Unions have urged the Government to step in to protect 19,500 jobs that are now at risk.
Shadow business secretary Rebecca Long-Bailey said: "The collapse of Carillion could provoke a serious crisis.
"It would have major implications for the outsourced government contracts the company holds as well as the firm's thousands of workers, those in the supply chain and those who rely on Carillion's pension fund.
"The Government, which, despite warnings, carried on with its programme of outsourcing public services to this company, must stand ready to bring these contracts back into public control, stabilise the situation and safeguard our public services."
Talks between the group and lenders HSBC, Barclays, Santander and Royal Bank of Scotland have centred on options to reduce debts, recapitalise or restructure the group's balance sheet.
A Government spokeswoman said: "Carillion is a major supplier to the Government, with a number of long-term contracts.
"We are committed to maintaining a healthy supplier market and work closely with our key suppliers.
"The company has kept us informed of the steps it is taking to restructure the business."

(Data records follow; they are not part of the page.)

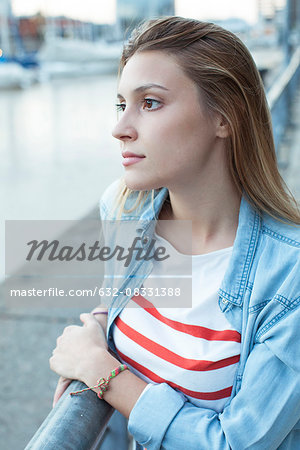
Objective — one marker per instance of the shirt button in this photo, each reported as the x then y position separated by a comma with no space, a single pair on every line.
145,239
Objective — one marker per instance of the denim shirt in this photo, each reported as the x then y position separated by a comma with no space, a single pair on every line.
260,296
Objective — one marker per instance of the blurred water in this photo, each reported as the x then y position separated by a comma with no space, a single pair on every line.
56,149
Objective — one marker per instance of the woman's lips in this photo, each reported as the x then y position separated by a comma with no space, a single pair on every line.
131,158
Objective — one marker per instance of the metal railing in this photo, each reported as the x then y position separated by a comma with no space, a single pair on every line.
76,422
280,97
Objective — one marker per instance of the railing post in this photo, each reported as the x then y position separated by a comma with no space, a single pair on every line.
77,422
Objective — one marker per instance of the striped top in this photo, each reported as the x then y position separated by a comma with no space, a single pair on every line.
195,350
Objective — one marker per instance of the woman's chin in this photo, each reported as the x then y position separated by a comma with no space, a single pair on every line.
138,184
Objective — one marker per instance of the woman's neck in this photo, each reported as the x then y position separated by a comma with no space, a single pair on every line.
208,216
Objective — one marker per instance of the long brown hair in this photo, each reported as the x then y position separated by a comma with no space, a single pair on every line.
223,68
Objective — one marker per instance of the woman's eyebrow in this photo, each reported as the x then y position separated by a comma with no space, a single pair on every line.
145,87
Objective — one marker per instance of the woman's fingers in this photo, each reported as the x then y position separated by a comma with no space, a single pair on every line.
62,385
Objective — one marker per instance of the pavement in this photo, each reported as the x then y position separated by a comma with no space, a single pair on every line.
28,335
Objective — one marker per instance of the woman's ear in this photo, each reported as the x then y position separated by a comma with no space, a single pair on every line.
223,129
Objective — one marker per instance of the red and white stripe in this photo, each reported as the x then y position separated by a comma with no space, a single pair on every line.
178,346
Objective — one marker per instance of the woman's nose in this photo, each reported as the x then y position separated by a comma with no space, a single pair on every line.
124,131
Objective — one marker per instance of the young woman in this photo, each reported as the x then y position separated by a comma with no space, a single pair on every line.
196,139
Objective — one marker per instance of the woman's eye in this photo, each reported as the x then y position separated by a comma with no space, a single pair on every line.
120,107
151,104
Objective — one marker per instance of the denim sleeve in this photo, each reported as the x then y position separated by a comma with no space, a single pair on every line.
260,416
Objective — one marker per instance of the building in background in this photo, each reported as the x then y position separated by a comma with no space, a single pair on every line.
5,17
132,12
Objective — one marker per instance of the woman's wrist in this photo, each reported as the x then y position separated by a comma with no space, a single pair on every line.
98,364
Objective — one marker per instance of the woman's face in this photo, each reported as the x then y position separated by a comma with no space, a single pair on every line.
163,121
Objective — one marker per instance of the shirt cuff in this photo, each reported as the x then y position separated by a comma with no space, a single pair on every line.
152,414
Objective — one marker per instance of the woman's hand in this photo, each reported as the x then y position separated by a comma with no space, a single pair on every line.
79,350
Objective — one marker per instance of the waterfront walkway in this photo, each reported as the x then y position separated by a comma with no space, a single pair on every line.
28,337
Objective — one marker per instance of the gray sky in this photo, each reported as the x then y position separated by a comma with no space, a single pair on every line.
104,11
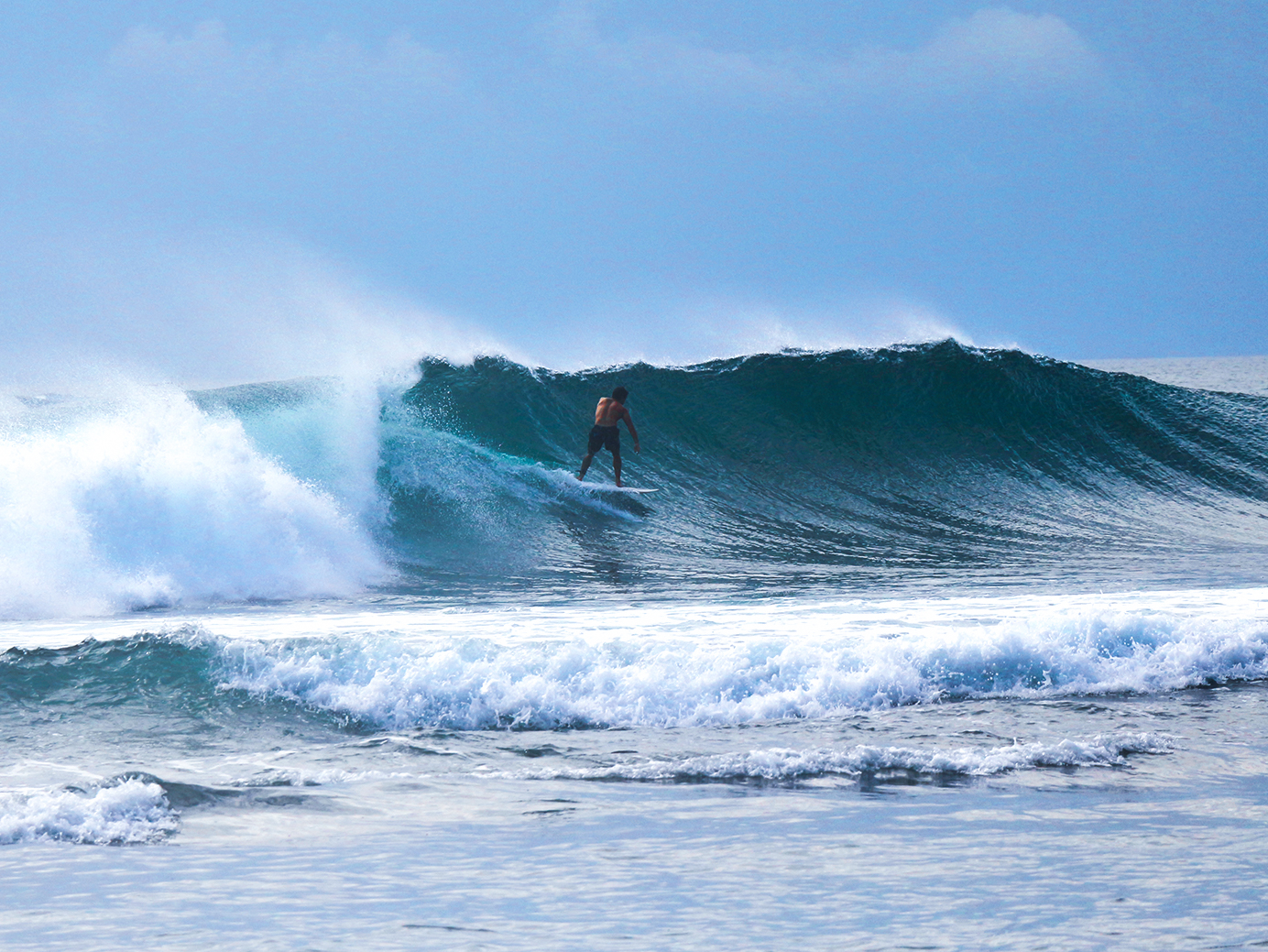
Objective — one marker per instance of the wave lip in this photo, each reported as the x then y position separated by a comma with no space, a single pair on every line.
126,812
778,764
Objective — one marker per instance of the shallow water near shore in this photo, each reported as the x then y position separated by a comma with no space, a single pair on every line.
971,683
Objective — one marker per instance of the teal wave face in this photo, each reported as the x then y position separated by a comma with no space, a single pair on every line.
821,468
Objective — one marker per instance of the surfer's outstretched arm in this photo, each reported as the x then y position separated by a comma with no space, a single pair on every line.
629,422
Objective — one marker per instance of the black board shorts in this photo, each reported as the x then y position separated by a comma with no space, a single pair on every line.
605,436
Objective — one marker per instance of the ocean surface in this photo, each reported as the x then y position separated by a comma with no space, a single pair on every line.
922,647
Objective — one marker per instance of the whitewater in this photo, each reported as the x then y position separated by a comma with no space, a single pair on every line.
924,645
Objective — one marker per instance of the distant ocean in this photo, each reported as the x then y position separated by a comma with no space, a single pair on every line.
920,647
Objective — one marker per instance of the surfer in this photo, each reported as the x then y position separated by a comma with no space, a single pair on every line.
609,412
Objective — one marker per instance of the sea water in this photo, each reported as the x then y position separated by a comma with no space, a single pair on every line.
926,647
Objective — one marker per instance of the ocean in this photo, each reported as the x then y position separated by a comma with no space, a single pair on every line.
917,647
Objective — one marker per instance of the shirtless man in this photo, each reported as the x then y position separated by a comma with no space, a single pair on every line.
610,412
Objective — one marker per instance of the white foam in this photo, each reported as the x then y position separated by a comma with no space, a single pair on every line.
782,763
131,812
148,501
672,666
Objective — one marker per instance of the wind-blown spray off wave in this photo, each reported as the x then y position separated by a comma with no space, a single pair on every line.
816,466
930,462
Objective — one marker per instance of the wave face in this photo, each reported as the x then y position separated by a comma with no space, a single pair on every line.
926,465
815,468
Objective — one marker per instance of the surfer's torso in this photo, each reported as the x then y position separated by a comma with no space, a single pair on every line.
609,412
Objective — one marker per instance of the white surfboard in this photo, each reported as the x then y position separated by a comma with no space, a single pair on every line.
611,488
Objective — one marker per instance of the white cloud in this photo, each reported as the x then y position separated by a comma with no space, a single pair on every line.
208,61
996,49
203,310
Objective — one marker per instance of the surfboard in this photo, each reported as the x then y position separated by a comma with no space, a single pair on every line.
610,488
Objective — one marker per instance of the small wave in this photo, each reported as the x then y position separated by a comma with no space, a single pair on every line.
472,683
126,812
786,764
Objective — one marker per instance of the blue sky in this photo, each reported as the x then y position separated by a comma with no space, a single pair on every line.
227,191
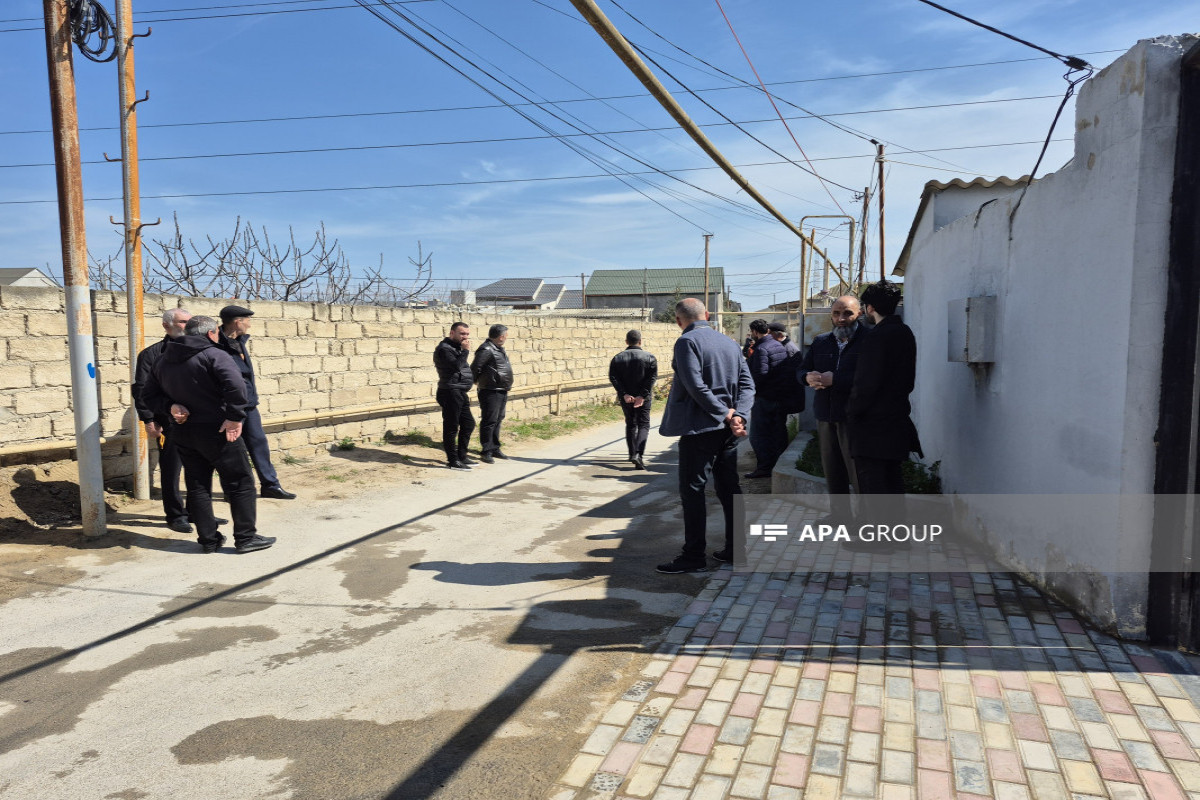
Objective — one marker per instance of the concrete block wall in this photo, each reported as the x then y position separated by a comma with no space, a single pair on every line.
309,358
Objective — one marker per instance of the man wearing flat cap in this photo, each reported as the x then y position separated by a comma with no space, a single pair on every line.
234,340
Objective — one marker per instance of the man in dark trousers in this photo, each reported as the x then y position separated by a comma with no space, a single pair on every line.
493,379
159,425
202,390
768,422
633,373
707,408
234,340
455,380
881,433
828,368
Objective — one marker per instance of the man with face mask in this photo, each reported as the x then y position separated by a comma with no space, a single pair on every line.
828,368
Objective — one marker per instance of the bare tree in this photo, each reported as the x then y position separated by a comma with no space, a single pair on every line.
249,264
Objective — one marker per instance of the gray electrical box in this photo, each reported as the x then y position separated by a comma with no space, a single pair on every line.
971,330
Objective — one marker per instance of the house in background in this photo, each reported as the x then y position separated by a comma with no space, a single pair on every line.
19,276
657,289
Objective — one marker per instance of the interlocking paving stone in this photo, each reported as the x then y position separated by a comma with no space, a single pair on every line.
802,685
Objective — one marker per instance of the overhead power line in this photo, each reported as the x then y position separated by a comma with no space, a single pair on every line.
496,180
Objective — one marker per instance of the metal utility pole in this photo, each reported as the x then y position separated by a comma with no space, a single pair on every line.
707,238
882,265
862,246
81,338
132,229
625,52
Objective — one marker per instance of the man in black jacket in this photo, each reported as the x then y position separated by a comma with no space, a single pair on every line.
493,379
633,373
881,433
768,420
828,368
201,389
234,340
455,379
159,425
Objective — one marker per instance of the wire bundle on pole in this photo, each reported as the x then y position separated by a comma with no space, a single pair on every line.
90,19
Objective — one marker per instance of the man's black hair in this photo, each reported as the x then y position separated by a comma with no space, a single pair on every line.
883,296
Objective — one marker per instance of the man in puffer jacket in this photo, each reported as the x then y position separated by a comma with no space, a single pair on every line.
493,379
201,389
455,379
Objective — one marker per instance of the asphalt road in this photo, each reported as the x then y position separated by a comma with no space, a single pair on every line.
454,638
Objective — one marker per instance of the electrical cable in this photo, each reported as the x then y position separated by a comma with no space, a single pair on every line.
786,126
1071,61
90,19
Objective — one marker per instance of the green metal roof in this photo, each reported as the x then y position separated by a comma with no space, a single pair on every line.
625,282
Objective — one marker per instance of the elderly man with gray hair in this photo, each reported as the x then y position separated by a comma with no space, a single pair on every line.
159,425
707,408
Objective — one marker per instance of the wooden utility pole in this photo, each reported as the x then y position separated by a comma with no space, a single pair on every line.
81,337
882,259
132,230
862,245
707,236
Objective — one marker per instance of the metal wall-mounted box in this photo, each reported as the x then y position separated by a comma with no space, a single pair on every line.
971,330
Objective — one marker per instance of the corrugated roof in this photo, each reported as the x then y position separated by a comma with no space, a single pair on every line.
571,299
935,187
549,292
509,289
688,281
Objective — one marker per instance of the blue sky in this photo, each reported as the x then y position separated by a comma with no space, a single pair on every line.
503,218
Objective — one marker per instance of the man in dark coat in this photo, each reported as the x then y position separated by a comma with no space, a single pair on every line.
202,390
881,433
707,408
455,379
768,421
159,425
828,368
633,373
234,340
493,379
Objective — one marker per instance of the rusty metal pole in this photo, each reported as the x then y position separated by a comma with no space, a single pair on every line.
707,238
132,230
862,245
81,338
882,263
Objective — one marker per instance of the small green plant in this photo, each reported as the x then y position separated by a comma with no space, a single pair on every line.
919,479
810,459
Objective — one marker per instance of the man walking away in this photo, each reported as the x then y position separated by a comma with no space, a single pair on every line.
159,425
828,368
203,392
234,340
633,373
707,408
455,379
493,379
881,432
768,422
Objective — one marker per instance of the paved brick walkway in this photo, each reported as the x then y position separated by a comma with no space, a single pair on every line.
859,684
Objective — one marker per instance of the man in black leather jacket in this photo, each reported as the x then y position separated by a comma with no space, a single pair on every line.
493,379
633,373
455,379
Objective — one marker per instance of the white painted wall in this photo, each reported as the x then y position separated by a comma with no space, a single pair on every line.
1071,404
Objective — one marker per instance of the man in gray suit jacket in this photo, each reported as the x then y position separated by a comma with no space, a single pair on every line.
708,409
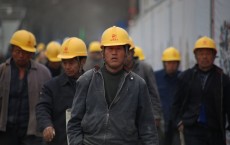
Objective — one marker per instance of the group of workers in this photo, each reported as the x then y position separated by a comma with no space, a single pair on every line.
115,97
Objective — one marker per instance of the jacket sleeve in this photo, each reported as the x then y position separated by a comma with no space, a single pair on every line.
74,129
145,118
179,101
226,99
44,108
153,92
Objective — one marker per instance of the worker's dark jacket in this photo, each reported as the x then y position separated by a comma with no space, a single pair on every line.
38,74
166,85
56,96
127,119
215,98
145,71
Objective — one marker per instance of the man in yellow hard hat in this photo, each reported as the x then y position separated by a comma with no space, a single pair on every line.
145,71
111,104
166,79
95,56
202,98
57,94
53,63
21,80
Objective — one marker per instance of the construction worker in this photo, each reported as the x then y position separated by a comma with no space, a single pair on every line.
21,80
53,63
112,105
202,98
95,56
57,94
166,79
138,52
145,71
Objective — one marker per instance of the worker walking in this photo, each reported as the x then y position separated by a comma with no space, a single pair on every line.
53,63
112,105
21,80
57,94
145,71
166,79
202,98
95,56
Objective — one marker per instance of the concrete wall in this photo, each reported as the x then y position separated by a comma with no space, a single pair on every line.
167,23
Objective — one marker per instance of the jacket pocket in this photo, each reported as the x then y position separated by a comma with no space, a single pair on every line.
88,124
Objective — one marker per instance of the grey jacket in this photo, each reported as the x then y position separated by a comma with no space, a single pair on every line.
127,119
37,76
145,71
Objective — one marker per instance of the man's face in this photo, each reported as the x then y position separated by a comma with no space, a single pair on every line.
205,58
114,57
71,67
171,67
54,65
21,57
95,56
129,58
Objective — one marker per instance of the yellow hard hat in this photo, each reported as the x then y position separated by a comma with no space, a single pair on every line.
72,47
132,46
52,51
114,36
138,52
171,54
40,47
95,46
24,39
205,42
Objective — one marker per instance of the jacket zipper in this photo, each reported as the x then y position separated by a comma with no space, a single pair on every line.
108,108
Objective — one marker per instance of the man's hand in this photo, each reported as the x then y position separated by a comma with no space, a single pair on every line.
48,133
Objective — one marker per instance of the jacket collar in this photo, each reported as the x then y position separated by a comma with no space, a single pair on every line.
64,79
33,65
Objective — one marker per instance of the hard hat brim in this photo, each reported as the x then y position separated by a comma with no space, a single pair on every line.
70,56
54,59
28,49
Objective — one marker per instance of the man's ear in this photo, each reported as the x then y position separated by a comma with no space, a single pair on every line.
83,61
131,52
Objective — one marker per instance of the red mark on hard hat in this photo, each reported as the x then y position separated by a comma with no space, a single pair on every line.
114,37
204,42
66,50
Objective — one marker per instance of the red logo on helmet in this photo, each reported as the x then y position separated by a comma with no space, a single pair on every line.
29,42
114,37
65,50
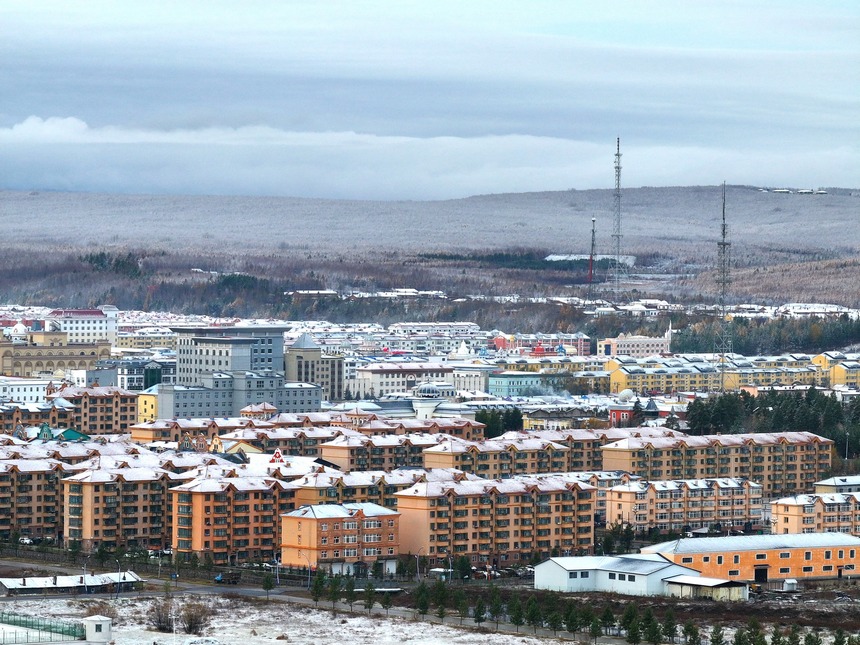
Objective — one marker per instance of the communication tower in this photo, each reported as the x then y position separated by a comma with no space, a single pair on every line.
591,262
616,226
723,340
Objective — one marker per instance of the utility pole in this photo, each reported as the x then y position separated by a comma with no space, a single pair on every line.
616,225
724,280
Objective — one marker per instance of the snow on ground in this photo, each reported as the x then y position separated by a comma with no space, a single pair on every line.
235,621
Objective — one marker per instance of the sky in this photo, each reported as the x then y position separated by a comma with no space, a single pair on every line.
413,100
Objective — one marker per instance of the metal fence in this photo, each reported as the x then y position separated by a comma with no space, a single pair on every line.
40,630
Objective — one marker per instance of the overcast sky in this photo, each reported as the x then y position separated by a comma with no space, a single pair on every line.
427,99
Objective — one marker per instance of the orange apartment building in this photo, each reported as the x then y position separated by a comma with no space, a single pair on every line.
762,558
499,458
30,498
827,513
348,539
781,461
118,507
379,452
686,505
497,521
376,487
99,410
228,519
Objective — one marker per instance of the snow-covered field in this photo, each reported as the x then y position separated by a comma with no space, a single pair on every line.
237,622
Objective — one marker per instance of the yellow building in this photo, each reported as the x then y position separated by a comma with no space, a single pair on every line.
780,461
686,505
496,521
46,352
348,539
828,513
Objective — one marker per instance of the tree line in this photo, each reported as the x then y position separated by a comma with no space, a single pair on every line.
773,411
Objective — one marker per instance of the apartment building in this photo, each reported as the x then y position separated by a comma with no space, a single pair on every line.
375,486
496,521
118,507
379,452
227,520
305,361
719,504
56,414
781,461
762,558
499,458
635,346
99,410
827,513
346,539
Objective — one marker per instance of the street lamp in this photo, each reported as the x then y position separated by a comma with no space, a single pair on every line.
418,563
304,555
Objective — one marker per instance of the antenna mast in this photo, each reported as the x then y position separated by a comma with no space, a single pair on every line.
591,262
724,280
616,226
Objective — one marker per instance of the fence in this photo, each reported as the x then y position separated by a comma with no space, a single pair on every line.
40,630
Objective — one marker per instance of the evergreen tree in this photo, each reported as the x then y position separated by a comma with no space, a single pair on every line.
571,618
350,595
533,613
318,587
670,625
595,629
515,612
691,634
369,596
812,637
554,621
634,635
653,633
479,615
496,607
607,619
631,614
422,598
334,587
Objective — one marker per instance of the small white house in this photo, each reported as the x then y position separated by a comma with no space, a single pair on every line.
634,574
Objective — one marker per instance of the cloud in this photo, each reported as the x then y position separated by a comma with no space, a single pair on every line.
66,154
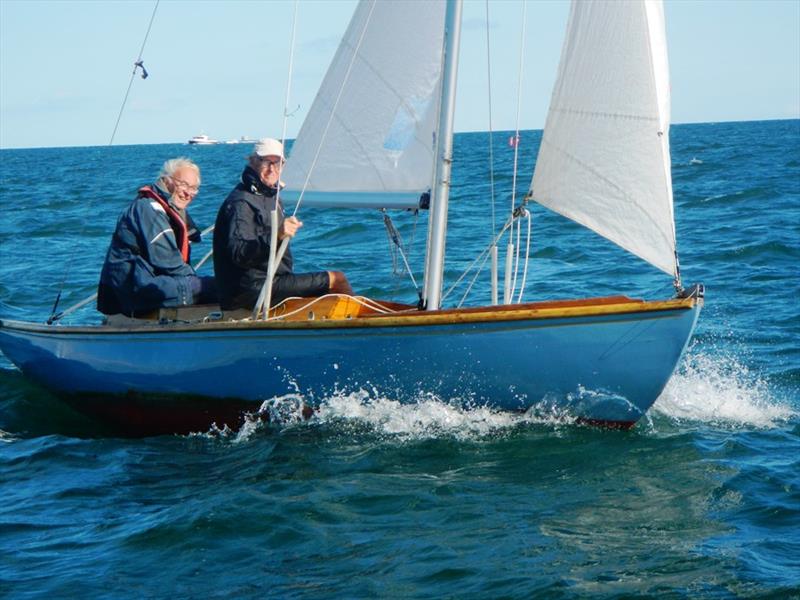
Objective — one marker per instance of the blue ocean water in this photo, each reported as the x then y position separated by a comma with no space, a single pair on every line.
373,499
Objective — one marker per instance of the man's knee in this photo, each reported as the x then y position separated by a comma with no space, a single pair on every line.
338,283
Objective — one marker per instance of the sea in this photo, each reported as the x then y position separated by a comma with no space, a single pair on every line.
373,499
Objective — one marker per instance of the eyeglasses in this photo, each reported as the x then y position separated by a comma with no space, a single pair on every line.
192,189
273,162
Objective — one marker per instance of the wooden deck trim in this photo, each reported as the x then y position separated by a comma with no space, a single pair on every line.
564,309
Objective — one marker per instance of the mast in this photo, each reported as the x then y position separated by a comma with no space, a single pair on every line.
434,267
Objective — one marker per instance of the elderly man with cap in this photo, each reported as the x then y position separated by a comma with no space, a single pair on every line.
242,238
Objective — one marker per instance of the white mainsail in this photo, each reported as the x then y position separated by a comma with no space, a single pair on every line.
604,160
383,88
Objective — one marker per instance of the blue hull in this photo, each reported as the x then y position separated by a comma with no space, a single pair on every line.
603,366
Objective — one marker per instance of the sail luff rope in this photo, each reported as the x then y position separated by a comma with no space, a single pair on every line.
516,139
53,314
489,90
265,296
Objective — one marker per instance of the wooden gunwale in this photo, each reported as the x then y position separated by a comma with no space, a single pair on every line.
611,305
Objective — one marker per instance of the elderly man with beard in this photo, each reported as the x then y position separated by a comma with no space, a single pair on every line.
147,265
242,239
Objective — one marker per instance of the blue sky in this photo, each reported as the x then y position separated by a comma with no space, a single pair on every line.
221,67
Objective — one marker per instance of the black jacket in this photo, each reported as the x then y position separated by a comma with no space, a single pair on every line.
241,242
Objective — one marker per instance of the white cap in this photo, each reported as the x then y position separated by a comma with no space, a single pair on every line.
269,147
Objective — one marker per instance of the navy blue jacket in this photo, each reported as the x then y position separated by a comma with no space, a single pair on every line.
241,240
144,269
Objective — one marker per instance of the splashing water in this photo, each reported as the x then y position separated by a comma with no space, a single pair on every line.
722,391
428,417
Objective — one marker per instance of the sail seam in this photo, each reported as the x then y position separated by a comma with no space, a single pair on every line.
588,113
623,194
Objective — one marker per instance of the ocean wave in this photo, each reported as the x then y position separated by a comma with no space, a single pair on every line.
370,414
721,391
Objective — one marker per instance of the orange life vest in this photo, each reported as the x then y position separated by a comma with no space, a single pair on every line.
175,220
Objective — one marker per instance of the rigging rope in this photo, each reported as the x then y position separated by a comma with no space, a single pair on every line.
139,63
489,89
394,237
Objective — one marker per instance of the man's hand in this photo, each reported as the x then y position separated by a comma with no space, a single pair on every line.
290,227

The Pensions Regulator would not comment on whether it was attending specific meetings, but a spokesman said: "We have been and remain closely involved in discussions with Carillion and the trustees of the pension schemes as this situation has unfolded.
"We will not comment further unless it becomes appropriate to do so."
Rehana Azam, national officer of the GMB union, said: "First and foremost, workers' jobs must be protected.
"It's not right that GMB members working for Carillion should face uncertainty and insecurity through no fault of their own.
"Handing Carillion bosses a blank cheque bailout is completely unacceptable - company bosses should not be rewarded for failure with public money."
A statement from Carillion said: "The company met with representatives of its creditor groups to present its business plan on January 10, 2018.
"Further to this presentation, Carillion continues to engage in constructive discussions with a range of financial and other stakeholders regarding options to reduce debt and strengthen the group's balance sheet.
"Suggestions that Carillion's business plan has been rejected by stakeholders are incorrect.
"It is too early to predict the outcome of these discussions but Carillion expects that any such agreement is likely to involve the raising of new capital and the conversion of existing financial indebtedness to equity which would result in significant dilution to existing shareholders.
"As part of its engagement with stakeholders, Carillion is in constructive dialogue in relation to additional short term financing while the longer term discussions are continuing."